La rentrée scolaire en Guinée s’annonce sous tension. Réuni en assemblée générale exceptionnelle ce mercredi 27 août, le SLECG, dirigé par Aboubacar Soumah et Kadiatou Bah, a rejeté la date du 15 septembre fixée par le ministère de l’Enseignement pré-universitaire et de l’Alphabétisation (MEPU-A). Pour les syndicalistes, cette décision, prise sans concertation, est « intenable » et « inacceptable ».
Dans un mémorandum attendu au gouvernement, le syndicat pose plusieurs conditions : la signature du statut particulier des enseignants, le déblocage immédiat des salaires de 3 317 enseignants, la reconnaissance des enseignants contractuels communaux de Conakry ainsi que celle des contractuels non retenus lors du dernier concours d’intégration.

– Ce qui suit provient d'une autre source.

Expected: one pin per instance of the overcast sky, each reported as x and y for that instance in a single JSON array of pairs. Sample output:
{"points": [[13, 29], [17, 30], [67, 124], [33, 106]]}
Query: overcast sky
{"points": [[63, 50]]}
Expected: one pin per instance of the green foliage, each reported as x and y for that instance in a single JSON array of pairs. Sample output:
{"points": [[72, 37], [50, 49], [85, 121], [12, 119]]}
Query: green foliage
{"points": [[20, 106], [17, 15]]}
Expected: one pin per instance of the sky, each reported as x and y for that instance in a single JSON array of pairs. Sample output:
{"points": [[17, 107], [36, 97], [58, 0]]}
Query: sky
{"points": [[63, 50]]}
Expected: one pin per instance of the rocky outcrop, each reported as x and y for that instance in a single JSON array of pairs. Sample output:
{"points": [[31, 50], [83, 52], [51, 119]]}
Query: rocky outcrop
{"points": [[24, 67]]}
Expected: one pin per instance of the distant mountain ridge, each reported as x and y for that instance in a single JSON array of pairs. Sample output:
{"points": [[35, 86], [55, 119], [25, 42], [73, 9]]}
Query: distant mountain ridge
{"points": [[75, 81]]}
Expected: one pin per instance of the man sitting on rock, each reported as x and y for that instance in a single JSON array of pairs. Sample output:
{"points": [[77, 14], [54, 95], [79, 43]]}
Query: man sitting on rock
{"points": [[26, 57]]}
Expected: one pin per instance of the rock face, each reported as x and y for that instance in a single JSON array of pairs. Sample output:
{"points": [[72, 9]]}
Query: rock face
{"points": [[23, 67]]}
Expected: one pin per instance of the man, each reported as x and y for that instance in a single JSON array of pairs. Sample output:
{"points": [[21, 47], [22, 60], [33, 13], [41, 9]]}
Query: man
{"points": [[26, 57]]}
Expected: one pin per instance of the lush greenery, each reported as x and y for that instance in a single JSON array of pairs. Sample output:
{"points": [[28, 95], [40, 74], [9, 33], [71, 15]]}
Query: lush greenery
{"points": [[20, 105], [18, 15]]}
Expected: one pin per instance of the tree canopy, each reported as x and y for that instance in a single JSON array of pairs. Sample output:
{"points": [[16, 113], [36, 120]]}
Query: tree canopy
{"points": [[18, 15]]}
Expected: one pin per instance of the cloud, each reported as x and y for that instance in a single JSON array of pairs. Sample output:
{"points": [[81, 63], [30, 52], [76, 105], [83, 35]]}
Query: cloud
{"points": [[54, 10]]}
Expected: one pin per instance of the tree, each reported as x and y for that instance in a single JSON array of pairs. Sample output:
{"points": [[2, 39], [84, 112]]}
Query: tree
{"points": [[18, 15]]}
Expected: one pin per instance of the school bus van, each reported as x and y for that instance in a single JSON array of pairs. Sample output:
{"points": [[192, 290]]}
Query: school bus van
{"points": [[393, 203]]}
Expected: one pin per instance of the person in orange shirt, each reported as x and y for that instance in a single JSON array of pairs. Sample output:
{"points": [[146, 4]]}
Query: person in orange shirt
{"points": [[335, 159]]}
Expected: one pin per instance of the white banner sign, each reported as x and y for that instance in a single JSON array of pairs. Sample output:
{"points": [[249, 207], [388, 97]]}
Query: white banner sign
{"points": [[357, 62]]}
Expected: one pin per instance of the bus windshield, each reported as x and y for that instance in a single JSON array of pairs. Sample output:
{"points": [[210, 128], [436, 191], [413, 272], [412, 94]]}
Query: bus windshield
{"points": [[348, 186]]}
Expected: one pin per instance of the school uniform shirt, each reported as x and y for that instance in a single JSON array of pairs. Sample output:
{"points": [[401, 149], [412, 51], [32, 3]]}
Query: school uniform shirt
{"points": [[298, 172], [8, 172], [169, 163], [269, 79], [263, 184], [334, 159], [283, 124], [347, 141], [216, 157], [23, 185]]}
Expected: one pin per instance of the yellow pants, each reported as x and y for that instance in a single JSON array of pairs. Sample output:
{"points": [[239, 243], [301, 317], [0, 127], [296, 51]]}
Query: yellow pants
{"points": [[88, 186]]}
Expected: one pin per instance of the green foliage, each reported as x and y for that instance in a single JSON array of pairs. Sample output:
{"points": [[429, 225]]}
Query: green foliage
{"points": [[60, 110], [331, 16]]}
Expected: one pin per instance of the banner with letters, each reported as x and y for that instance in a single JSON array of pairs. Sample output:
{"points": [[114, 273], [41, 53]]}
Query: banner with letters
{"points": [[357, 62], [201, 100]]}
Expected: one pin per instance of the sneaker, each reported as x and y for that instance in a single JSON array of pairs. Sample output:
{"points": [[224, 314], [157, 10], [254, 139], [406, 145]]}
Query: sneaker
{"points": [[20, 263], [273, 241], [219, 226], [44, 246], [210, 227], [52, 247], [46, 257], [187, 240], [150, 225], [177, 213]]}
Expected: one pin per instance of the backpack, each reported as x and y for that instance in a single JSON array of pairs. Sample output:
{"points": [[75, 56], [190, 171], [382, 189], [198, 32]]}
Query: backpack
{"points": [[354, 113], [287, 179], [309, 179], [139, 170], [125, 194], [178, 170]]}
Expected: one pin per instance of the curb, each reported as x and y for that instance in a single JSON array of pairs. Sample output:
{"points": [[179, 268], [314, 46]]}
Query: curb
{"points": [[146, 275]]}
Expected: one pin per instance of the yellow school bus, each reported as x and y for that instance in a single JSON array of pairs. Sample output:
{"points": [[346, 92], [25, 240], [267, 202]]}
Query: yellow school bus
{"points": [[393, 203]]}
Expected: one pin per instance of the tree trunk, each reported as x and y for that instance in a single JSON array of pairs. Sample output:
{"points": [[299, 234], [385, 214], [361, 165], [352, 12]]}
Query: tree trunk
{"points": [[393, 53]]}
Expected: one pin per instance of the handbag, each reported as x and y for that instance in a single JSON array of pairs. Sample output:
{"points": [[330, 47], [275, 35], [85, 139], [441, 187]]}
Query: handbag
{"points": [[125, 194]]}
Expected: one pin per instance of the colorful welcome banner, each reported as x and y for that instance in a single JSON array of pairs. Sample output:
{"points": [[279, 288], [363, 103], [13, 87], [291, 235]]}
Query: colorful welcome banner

Critiquant le « manque de respect » du ministère envers le corps enseignant, Aboubacar Soumah a rappelé l’importance de la concertation sociale, jusque-là garante de compromis durables. Il dénonce une décision imposée, plaçant les enseignants « devant le fait accompli ».
Le leader syndical estime en outre que la date fixée est pénalisante : elle réduit les congés d’été des enseignants, engloutit leur temps de préparation et les confronte à des difficultés financières, notamment pour équiper leurs propres enfants en fournitures scolaires. Sans oublier les enseignants vivant en dehors de Conakry, qui risquent de ne pas avoir le temps nécessaire pour regagner leurs postes.
« Est-ce que ça, c’est tenable ? Non, ce n’est pas tenable », a martelé Aboubacar Soumah sous les applaudissements nourris des militants du SLECG, déterminés à obtenir gain de cause.